Module gamslib.formatdetect.jsontypes

Module to inspect and classify JSON files.

Provides utilities to check MIME types, detect JSON lines format, and guess the subtype of JSON files. Maps supported subtypes to MIME types and offers helpers for format detection.

Functions

def get_format_info(filepath: pathlib._local.Path, mime_type: str) ‑> tuple[str, SubType | None]
Expand source code
def get_format_info(filepath: Path, mime_type: str) -> tuple[str, SubType | None]:
    """
    Return a tuple with the (possibly fixed) MIME type and detected JSON subtype.

    Args:
        filepath (Path): Path to the JSON file.
        mime_type (str): Initial MIME type.

    Returns:
        tuple[str, SubType | None]: (MIME type, detected subtype) for the file.
    """
    subtype = None
    json_type = guess_json_format(filepath)
    if json_type in MIMETYPES:
        mime_type = MIMETYPES[json_type]
        subtype = json_type
    return (mime_type,subtype)

Return a tuple with the (possibly fixed) MIME type and detected JSON subtype.

Args

filepath : Path
Path to the JSON file.
mime_type : str
Initial MIME type.

Returns

tuple[str, SubType | None]
(MIME type, detected subtype) for the file.
def guess_json_format(file_to_validate: pathlib._local.Path) ‑> SubType
Expand source code
def guess_json_format(file_to_validate: Path) -> SubType:
    """
    Guess the subtype of a JSON file.

    Args:
        file_to_validate (Path): Path to the JSON file.

    Returns:
        SubType: Detected subtype (JSON, JSONLD, JSONSCHEMA, or JSONL).

    Notes:
        - Checks file extension and content for schema or linked data context.
        - Falls back to JSONL if content is not valid JSON but is valid JSON lines.
    """
    if file_to_validate.suffix == ".jsonld":
        return SubType.JSONLD

    try:
        with open(file_to_validate, "r", encoding="utf-8", newline="") as f:
            file_content = f.read()
            jsondata = json.loads(file_content)
            if (
                "$schema" in jsondata
                and jsondata["$schema"]
                == "https://json-schema.org/draft/2020-12/schema"
            ):
                return SubType.JSONSCHEMA

            for key in jsondata:
                if key in ["@context", "@id"]:
                    return SubType.JSONLD
    # If file contains JSONL context, parsing will fail
    except json.JSONDecodeError as exp:
        if is_jsonl(file_content):
            return SubType.JSONL
        raise exp from exp  # eg. invalid JSON
    return SubType.JSON

Guess the subtype of a JSON file.

Args

file_to_validate : Path
Path to the JSON file.

Returns

SubType
Detected subtype (JSON, JSONLD, JSONSCHEMA, or JSONL).

Notes

  • Checks file extension and content for schema or linked data context.
  • Falls back to JSONL if content is not valid JSON but is valid JSON lines.
def is_json_type(mime_type: str) ‑> bool
Expand source code
def is_json_type(mime_type: str) -> bool:
    """
    Check if a MIME type is recognized as a JSON type.

    Args:
        mime_type (str): MIME type to check.

    Returns:
        bool: True if the MIME type is a known JSON type, False otherwise.
    """
    return mime_type in JSON_MIME_TYPES or mime_type in MIMETYPES.values()
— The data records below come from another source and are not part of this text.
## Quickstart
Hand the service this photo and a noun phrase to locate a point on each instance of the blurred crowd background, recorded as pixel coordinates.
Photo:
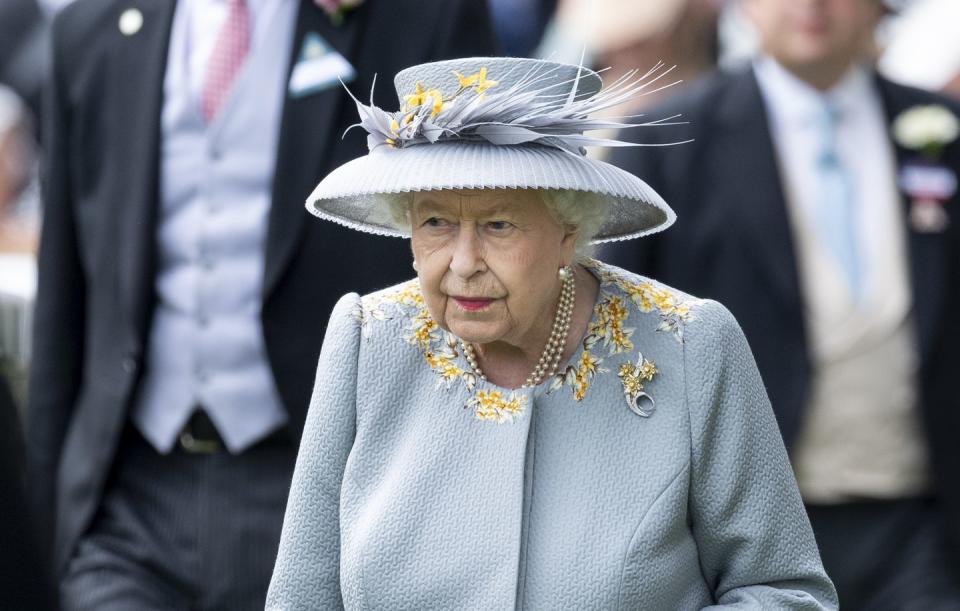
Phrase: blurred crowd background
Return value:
(917, 43)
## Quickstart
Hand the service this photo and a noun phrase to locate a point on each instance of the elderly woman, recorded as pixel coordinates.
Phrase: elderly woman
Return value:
(522, 426)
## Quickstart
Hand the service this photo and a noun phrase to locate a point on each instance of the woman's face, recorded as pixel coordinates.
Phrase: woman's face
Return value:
(487, 261)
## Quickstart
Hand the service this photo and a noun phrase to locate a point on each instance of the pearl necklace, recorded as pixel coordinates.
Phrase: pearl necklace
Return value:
(550, 358)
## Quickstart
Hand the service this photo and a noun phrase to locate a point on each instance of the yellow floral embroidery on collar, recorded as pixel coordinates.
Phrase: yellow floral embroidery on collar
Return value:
(632, 376)
(493, 406)
(647, 296)
(607, 336)
(439, 349)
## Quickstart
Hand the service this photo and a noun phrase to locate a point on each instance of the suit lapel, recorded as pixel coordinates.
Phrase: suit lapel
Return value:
(747, 173)
(305, 142)
(139, 64)
(927, 250)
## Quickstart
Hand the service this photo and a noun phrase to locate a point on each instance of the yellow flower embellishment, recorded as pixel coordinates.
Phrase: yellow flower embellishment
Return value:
(649, 297)
(444, 366)
(417, 97)
(494, 407)
(633, 376)
(608, 327)
(478, 81)
(421, 97)
(424, 330)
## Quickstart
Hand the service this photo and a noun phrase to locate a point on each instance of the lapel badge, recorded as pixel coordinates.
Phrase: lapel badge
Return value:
(929, 185)
(633, 376)
(131, 20)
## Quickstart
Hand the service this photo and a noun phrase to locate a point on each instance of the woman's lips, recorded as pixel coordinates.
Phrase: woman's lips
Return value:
(473, 304)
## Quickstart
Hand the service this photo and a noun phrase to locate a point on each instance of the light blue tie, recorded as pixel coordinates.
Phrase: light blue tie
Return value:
(837, 201)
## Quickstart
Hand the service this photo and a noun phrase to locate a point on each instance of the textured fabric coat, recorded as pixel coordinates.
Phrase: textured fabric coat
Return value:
(648, 474)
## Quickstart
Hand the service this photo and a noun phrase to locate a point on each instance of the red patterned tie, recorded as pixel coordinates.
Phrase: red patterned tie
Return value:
(233, 45)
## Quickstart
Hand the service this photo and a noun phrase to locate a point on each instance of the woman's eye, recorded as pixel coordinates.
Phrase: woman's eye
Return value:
(499, 225)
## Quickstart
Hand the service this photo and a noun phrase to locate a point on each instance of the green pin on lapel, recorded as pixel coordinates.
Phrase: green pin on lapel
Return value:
(131, 20)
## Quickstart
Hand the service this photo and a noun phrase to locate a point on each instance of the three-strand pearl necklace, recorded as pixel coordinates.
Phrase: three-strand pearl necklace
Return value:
(550, 358)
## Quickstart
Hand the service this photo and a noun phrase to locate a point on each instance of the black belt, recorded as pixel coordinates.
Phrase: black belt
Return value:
(200, 436)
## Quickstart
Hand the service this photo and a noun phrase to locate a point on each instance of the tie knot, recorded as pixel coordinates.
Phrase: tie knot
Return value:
(829, 114)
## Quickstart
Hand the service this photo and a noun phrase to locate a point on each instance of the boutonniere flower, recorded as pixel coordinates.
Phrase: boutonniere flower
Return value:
(336, 10)
(925, 180)
(926, 129)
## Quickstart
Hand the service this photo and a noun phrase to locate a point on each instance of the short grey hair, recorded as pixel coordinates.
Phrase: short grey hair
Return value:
(580, 211)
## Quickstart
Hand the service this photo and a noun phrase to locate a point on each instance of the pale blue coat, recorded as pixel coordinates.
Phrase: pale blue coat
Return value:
(405, 498)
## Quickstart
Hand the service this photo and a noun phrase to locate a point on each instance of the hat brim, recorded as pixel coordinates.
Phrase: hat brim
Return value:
(356, 193)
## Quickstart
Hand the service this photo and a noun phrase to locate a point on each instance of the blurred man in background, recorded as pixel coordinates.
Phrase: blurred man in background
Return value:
(819, 202)
(180, 308)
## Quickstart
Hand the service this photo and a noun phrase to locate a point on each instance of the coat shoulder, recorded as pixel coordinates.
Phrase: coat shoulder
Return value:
(655, 306)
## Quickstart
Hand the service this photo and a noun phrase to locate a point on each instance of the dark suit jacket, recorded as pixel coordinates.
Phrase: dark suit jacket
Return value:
(732, 242)
(98, 249)
(24, 583)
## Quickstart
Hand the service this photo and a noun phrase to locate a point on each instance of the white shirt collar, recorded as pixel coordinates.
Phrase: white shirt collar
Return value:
(792, 101)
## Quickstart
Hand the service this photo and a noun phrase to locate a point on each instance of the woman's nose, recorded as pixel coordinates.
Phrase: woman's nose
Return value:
(468, 252)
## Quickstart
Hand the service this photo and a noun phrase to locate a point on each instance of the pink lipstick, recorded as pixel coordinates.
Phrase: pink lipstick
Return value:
(472, 304)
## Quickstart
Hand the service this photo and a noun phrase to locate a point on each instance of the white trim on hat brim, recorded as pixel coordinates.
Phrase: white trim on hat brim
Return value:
(353, 194)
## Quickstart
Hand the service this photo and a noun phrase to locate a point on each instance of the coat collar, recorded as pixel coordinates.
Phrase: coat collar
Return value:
(927, 251)
(139, 105)
(749, 175)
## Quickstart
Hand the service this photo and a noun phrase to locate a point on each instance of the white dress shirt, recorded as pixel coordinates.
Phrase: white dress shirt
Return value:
(861, 433)
(206, 344)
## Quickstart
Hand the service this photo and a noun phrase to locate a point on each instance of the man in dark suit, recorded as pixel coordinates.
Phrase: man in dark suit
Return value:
(183, 288)
(833, 238)
(24, 582)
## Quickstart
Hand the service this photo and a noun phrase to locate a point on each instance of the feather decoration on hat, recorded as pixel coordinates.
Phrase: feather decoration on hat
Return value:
(527, 111)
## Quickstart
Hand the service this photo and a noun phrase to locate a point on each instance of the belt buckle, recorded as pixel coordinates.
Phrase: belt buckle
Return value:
(192, 445)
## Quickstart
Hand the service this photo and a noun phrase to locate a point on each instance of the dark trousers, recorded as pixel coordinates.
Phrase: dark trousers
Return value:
(183, 531)
(886, 555)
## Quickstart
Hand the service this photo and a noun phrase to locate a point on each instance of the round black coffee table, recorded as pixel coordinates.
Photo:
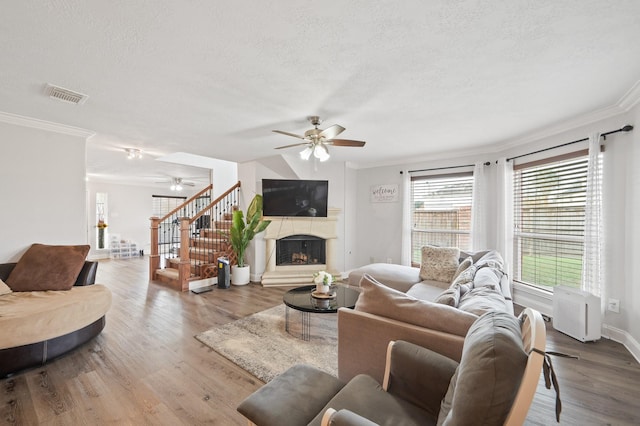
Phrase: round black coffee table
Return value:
(300, 299)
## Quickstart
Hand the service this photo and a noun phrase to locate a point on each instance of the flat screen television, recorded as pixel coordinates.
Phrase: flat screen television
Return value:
(285, 197)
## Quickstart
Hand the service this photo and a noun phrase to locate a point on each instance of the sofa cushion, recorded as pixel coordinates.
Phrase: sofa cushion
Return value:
(463, 266)
(4, 289)
(427, 290)
(492, 364)
(439, 263)
(378, 299)
(399, 277)
(450, 296)
(483, 299)
(45, 267)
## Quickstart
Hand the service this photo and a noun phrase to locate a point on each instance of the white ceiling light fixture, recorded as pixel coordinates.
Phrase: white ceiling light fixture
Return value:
(316, 141)
(133, 153)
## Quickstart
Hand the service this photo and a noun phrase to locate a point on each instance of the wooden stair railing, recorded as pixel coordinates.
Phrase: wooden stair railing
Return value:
(203, 237)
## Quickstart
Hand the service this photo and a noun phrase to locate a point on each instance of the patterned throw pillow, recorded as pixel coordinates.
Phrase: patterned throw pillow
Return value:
(439, 263)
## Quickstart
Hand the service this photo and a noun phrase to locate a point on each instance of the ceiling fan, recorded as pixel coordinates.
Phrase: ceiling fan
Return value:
(316, 141)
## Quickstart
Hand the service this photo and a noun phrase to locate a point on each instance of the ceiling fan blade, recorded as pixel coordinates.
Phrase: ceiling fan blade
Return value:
(331, 132)
(295, 144)
(288, 134)
(345, 142)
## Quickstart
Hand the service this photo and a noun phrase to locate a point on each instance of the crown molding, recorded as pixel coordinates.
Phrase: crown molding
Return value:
(631, 98)
(49, 126)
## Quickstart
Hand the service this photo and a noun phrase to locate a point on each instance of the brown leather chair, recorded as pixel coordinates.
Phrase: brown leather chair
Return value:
(494, 383)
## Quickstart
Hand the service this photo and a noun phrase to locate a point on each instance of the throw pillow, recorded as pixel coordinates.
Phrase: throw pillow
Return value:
(378, 299)
(4, 289)
(439, 263)
(489, 375)
(45, 267)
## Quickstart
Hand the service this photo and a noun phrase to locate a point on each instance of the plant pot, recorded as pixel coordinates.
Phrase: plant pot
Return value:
(240, 275)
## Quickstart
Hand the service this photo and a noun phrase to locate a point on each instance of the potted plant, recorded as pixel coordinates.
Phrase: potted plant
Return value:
(241, 234)
(322, 280)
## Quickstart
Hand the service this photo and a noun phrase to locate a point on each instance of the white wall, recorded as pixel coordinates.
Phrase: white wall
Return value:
(251, 175)
(224, 176)
(129, 208)
(42, 188)
(378, 233)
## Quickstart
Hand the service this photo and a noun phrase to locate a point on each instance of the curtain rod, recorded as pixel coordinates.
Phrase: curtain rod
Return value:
(626, 128)
(488, 163)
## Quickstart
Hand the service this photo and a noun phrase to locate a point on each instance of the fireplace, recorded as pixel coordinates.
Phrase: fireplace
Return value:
(300, 250)
(297, 247)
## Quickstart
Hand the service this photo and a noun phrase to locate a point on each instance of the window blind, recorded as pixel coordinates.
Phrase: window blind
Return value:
(549, 221)
(440, 212)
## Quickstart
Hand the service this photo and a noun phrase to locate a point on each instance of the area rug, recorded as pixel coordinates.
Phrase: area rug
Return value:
(260, 344)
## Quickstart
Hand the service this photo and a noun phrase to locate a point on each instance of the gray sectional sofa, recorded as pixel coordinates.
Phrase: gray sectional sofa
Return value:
(398, 303)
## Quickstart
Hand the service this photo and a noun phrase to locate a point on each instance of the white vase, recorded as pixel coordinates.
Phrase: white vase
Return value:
(321, 288)
(240, 275)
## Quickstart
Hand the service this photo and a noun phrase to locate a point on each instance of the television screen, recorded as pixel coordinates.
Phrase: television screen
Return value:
(283, 197)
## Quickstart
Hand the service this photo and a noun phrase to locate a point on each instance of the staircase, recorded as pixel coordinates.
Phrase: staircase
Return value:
(189, 240)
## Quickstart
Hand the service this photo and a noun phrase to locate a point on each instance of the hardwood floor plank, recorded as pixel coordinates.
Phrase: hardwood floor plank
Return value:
(146, 367)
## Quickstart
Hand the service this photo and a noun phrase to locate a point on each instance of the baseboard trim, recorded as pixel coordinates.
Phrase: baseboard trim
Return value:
(623, 337)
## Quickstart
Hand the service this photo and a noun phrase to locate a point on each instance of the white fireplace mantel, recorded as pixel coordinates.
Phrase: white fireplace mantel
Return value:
(282, 227)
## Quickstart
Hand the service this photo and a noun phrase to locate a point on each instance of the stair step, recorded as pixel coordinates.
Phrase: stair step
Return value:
(223, 224)
(214, 233)
(208, 241)
(169, 273)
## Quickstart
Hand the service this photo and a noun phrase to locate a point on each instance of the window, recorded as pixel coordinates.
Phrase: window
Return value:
(549, 218)
(102, 213)
(440, 212)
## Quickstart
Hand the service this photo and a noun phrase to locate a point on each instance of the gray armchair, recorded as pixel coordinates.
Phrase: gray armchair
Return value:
(494, 383)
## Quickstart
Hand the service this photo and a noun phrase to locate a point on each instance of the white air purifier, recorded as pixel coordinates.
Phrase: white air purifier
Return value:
(576, 313)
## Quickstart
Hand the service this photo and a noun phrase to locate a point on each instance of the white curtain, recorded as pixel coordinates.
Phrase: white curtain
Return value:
(592, 270)
(504, 216)
(405, 254)
(479, 209)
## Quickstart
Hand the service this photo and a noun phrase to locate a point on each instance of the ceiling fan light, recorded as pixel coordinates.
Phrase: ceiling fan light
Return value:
(306, 153)
(321, 152)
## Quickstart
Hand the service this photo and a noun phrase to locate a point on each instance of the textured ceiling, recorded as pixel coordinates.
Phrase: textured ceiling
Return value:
(412, 78)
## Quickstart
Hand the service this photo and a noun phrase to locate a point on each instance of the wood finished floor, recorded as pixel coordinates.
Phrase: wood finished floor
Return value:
(147, 368)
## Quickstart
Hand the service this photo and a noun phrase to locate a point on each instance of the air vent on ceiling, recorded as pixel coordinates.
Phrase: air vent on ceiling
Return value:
(65, 95)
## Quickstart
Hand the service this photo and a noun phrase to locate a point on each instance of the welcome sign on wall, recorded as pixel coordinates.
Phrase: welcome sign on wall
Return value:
(384, 193)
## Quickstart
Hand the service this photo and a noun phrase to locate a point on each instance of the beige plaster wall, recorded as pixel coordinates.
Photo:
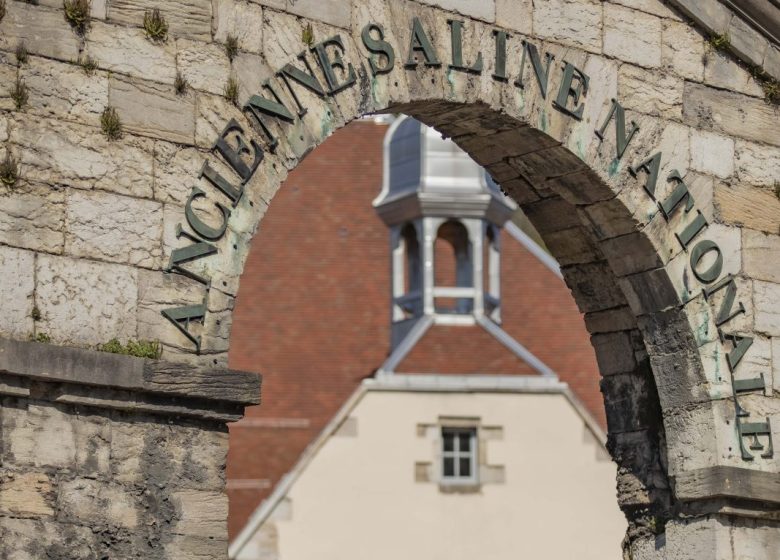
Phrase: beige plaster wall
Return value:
(358, 498)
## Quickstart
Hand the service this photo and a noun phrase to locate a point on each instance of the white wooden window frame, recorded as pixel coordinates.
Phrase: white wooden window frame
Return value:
(457, 454)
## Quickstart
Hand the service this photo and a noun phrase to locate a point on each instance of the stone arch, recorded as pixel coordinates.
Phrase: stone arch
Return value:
(543, 112)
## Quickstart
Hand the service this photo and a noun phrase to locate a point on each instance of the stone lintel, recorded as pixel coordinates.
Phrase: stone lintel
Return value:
(728, 482)
(107, 380)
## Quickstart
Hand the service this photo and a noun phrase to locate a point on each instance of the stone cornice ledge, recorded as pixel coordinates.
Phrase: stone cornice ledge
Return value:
(104, 380)
(730, 483)
(751, 26)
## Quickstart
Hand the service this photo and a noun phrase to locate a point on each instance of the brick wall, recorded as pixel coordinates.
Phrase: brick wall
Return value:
(313, 314)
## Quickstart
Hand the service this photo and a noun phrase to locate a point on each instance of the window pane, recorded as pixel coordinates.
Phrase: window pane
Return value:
(465, 467)
(449, 466)
(465, 441)
(449, 440)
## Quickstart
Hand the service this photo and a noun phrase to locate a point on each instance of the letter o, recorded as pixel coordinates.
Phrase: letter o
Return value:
(697, 254)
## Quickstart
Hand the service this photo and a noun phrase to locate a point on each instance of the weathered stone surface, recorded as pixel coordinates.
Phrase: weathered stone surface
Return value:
(730, 113)
(24, 539)
(26, 494)
(650, 92)
(712, 154)
(766, 300)
(515, 14)
(98, 503)
(126, 50)
(757, 165)
(333, 12)
(33, 218)
(755, 208)
(64, 91)
(632, 36)
(746, 42)
(43, 31)
(153, 109)
(242, 20)
(48, 436)
(569, 22)
(19, 270)
(682, 50)
(204, 65)
(82, 302)
(185, 18)
(760, 256)
(722, 72)
(484, 10)
(201, 514)
(58, 153)
(114, 228)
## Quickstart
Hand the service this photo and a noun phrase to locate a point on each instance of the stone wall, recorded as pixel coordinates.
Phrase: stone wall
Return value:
(105, 456)
(90, 229)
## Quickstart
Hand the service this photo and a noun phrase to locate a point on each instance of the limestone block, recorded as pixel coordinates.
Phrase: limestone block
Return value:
(158, 291)
(569, 22)
(85, 302)
(766, 300)
(98, 504)
(48, 436)
(752, 207)
(722, 72)
(484, 10)
(153, 109)
(33, 218)
(166, 455)
(127, 50)
(205, 65)
(64, 91)
(26, 494)
(758, 165)
(200, 514)
(114, 228)
(186, 18)
(730, 113)
(57, 153)
(243, 20)
(43, 31)
(712, 154)
(176, 170)
(760, 256)
(17, 291)
(515, 14)
(632, 36)
(682, 50)
(333, 12)
(25, 539)
(8, 73)
(650, 92)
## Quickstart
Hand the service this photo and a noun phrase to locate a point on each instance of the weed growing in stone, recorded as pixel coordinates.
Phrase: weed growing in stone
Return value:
(308, 35)
(9, 170)
(231, 46)
(88, 64)
(180, 84)
(41, 337)
(140, 349)
(155, 25)
(720, 42)
(110, 123)
(22, 56)
(77, 14)
(231, 90)
(19, 94)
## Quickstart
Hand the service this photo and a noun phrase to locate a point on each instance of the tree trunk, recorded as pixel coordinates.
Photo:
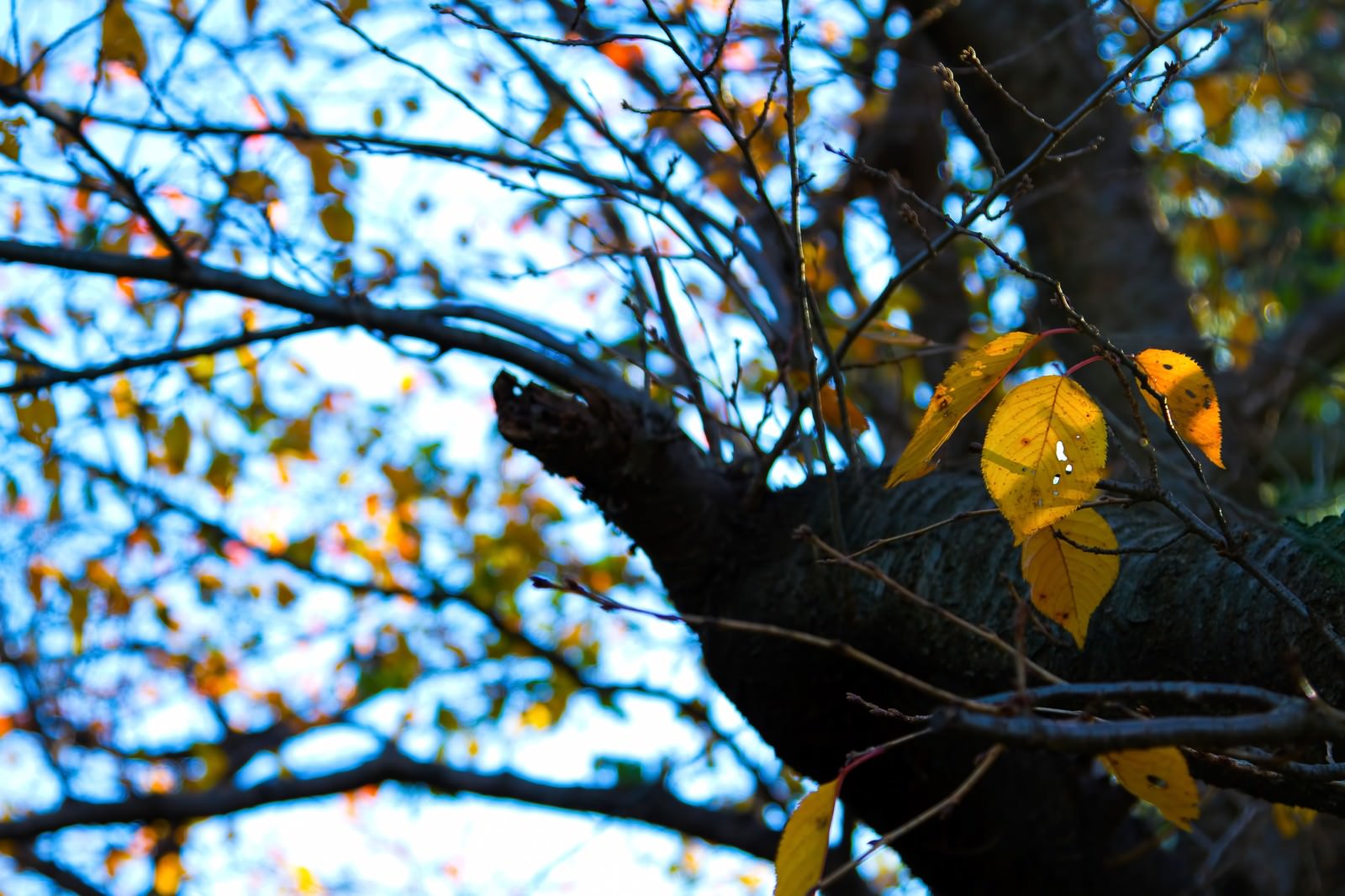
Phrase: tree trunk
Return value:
(1040, 822)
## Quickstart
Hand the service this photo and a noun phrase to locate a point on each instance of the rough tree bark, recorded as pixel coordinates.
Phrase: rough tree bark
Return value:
(1040, 822)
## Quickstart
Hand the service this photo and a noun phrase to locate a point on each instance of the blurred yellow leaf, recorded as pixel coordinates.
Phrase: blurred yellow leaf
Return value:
(168, 875)
(1067, 582)
(123, 398)
(1044, 452)
(966, 382)
(252, 186)
(10, 129)
(537, 716)
(1158, 777)
(831, 412)
(1190, 398)
(551, 124)
(121, 40)
(1243, 340)
(804, 845)
(177, 444)
(338, 222)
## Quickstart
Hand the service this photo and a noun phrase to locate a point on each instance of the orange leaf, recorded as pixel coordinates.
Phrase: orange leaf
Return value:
(1158, 777)
(1044, 452)
(625, 55)
(804, 845)
(1190, 398)
(1067, 582)
(963, 387)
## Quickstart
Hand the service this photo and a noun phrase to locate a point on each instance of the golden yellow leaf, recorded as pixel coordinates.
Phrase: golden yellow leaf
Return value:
(121, 40)
(551, 124)
(177, 444)
(252, 186)
(963, 387)
(1044, 452)
(1158, 777)
(831, 412)
(10, 129)
(338, 222)
(1190, 398)
(1068, 582)
(537, 716)
(167, 875)
(804, 845)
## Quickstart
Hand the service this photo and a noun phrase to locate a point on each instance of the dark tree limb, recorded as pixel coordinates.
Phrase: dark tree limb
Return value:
(650, 804)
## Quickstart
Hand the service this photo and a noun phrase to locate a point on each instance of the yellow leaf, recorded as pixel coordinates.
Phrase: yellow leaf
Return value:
(1044, 452)
(78, 615)
(1158, 777)
(252, 186)
(1068, 582)
(551, 124)
(804, 845)
(121, 40)
(10, 129)
(831, 412)
(1243, 340)
(962, 389)
(1190, 398)
(168, 875)
(338, 222)
(1290, 820)
(537, 716)
(177, 444)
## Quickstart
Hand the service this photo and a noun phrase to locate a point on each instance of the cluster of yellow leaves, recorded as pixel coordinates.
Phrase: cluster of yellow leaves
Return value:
(1046, 451)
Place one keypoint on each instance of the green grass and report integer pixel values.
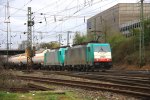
(47, 95)
(8, 96)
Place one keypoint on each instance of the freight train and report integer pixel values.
(90, 56)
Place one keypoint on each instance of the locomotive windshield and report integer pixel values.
(101, 49)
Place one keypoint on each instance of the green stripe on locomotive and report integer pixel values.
(61, 55)
(90, 51)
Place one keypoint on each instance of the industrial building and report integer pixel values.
(119, 18)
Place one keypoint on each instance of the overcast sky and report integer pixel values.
(57, 17)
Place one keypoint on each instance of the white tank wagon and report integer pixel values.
(21, 60)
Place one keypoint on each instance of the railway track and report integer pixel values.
(137, 91)
(121, 79)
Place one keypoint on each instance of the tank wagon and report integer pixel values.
(19, 61)
(91, 56)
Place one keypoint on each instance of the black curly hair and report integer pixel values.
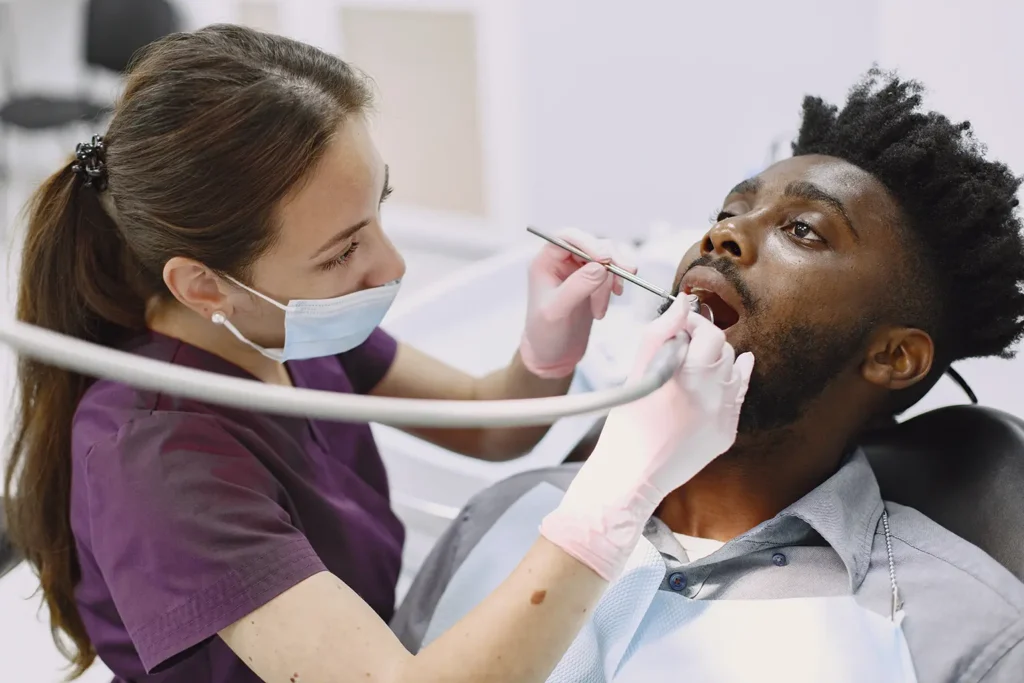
(964, 281)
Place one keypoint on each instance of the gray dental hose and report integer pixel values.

Check if a MIME type is recognized as a JSON type.

Args

mime_type : str
MIME type to check.

Returns

bool
True if the MIME type is a known JSON type, False otherwise.
def is_jsonl(data: str) ‑> bool
Expand source code
def is_jsonl(data: str) -> bool:
    """
    Check if a string contains JSON lines (jsonl) format.

    Args:
        data (str): String content of the file.

    Returns:
        bool: True if the content is valid JSON lines, False otherwise.

    Notes:
        - Used primarily by the 'guess_json_format' function.
        - Returns False for empty strings.
    """
    if data.strip() == "":
        return False
    lines = data.splitlines()
    is_jsonl_ = True
    for line in lines:
        try:
            json.loads(line)
        except json.JSONDecodeError:
            is_jsonl_ = False
            break
    return is_jsonl_

Check if a string contains JSON lines (jsonl) format.

Args

data : str
String content of the file.

Returns

bool
True if the content is valid JSON lines, False otherwise.

Notes

  • Used primarily by the 'guess_json_format' function.
  • Returns False for empty strings.